Faire de l’entreprise un espace démocratique
Les juristes Alain Supiot et Mireille Delmas Marty nous invitent dans leur dernier ouvrage à « prendre la responsabilité au sérieux » : la manière dont les entreprises transnationales organisent la compétition entre les régions du monde et échappent aux responsabilités qui leur incombent derrière leurs filiales écrans est un des problèmes les plus redoutables du moment. C’est pour cette raison que la réduction du périmètre pris en considération par le juge pour vérifier le caractère abusif ou non du licenciement, proposée par la loi El Khomri, constituait un véritable scandale. Le rôle majeur de la financiarisation dans la transformation du système productif et l’aggravation des pressions qui pèsent sur les entreprises et les travailleurs est désormais bien documenté : d’où l’immense déception qu’a entraîné le non-respect de la promesse de campagne du candidat Hollande. S’accorder sur les règles permettant de la mettre en œuvre est urgent.
Des chercheurs de toutes disciplines ont mis en évidence ces dernières années le caractère profondément idéologique des théories de l’entreprise en vogue des trois dernières décennies : non l’entreprise n’a pas pour seule responsabilité de faire du profit ; non, les dirigeants ne sont pas les agents des actionnaires ; non, les actionnaires ne sont pas les propriétaires de l’entreprise. S’il faut admirer notre voisin allemand, c’est pour les beaux restes de sa codétermination. Il est temps de faire de l’entreprise, comme le suggère par exemple la philosophe Isabelle Ferreras, un espace démocratique dans lequel l’apport des travailleurs sera pleinement reconnu. Quant aux syndicats, tenus en si piètre estime, des chercheurs ont montré récemment leur utilité : les pays dans lesquels le bien-être au travail est le plus grand sont aussi ceux où le taux de syndicalisation est le plus élevé.

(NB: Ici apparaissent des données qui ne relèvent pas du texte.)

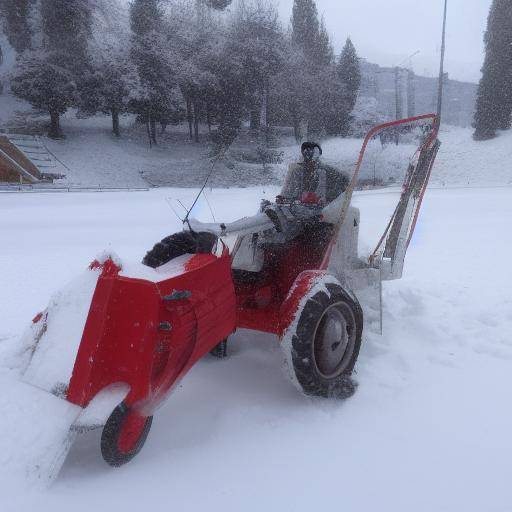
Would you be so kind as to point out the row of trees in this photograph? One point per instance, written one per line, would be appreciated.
(494, 100)
(183, 60)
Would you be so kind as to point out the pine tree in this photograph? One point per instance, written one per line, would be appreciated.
(307, 33)
(219, 5)
(111, 84)
(66, 28)
(42, 81)
(50, 76)
(349, 75)
(145, 16)
(156, 61)
(494, 99)
(16, 23)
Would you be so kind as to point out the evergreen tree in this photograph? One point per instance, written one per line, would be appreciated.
(219, 5)
(156, 59)
(110, 86)
(50, 76)
(15, 15)
(309, 34)
(43, 82)
(258, 40)
(348, 74)
(66, 26)
(494, 99)
(145, 16)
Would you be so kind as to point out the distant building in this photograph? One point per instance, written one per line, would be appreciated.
(416, 94)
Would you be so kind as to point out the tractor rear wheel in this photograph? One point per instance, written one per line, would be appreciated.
(124, 435)
(325, 343)
(177, 245)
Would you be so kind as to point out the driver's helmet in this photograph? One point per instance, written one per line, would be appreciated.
(308, 150)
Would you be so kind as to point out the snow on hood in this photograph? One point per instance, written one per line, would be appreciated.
(55, 353)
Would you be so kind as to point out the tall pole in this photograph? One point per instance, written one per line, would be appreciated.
(441, 69)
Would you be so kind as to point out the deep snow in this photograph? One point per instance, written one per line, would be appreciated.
(428, 429)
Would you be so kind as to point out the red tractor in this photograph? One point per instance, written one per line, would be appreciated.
(117, 341)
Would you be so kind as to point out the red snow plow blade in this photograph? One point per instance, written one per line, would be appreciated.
(142, 330)
(148, 334)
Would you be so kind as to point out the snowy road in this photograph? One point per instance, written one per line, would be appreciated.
(429, 429)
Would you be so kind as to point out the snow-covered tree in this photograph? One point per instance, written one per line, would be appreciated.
(42, 81)
(217, 4)
(156, 59)
(345, 90)
(111, 85)
(259, 39)
(309, 34)
(494, 100)
(49, 77)
(66, 26)
(15, 15)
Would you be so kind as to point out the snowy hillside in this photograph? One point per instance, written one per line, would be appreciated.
(428, 429)
(94, 158)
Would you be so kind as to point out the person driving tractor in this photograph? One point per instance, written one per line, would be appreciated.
(312, 181)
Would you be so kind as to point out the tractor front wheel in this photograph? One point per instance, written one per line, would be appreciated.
(124, 435)
(323, 348)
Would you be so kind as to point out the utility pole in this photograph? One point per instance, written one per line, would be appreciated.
(411, 93)
(441, 68)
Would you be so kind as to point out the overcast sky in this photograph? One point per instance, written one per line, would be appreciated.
(388, 31)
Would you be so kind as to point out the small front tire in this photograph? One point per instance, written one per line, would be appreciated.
(124, 435)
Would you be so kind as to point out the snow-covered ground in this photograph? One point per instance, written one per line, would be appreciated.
(428, 429)
(93, 157)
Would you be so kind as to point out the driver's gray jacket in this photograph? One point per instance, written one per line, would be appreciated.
(327, 182)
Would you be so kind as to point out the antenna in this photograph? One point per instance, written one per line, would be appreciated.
(441, 68)
(214, 163)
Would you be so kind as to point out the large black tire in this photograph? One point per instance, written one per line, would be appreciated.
(325, 343)
(122, 438)
(177, 245)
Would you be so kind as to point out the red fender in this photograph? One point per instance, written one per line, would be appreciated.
(301, 287)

Mesdames et Messieurs les politiques, lisez !
La place accordée à la question climatique et à la nécessaire reconversion écologique de nos sociétés dans les discours des hommes et femmes politiques est infime : or, celle-ci pourrait constituer une opportunité formidable de renouer avec le plein-emploi, de désintensifier le travail et de reconstruire de fond en comble l’ensemble de notre système énergétique et productif. Réussir à conduire ce processus en sécurisant vraiment les transferts de main-d’œuvre sans laisser une partie de ceux qui appartiennent aux secteurs en déclin sur le bord de la route - comme nous l’avons malheureusement fait ces trente dernières années – est un énorme défi.
À n’en pas douter, l’Europe détient une partie de la solution à nos problèmes. C’est pour cette raison qu’il importe tant de savoir ce qui s’est passé au lendemain de l’élection du Président de la République et pourquoi la renégociation promise n’est pas advenue. C’est aussi pour cela que la rupture pure et simple ne suffit pas. Ce qui pourrait nous enthousiasmer aujourd’hui, c’est l’idée d’une Europe nouvelle, objet de désir pour ceux qui voudraient aller plus loin ensemble : une Europe démocratique, où le Parlement aurait le premier rôle, une Europe qui mettrait la résolution de la question sociale et écologique au premier plan, une Europe qui deviendrait une zone de haute qualité démocratique, sociale et environnementale. Mesdames et Messieurs les politiques, lisez les travaux des chercheurs en sciences sociales, donnez-nous de l’espoir !
Dominique Méda dirige l’Institut de recherche interdisciplinaire en sciences sociales de l’université Paris-Dauphine.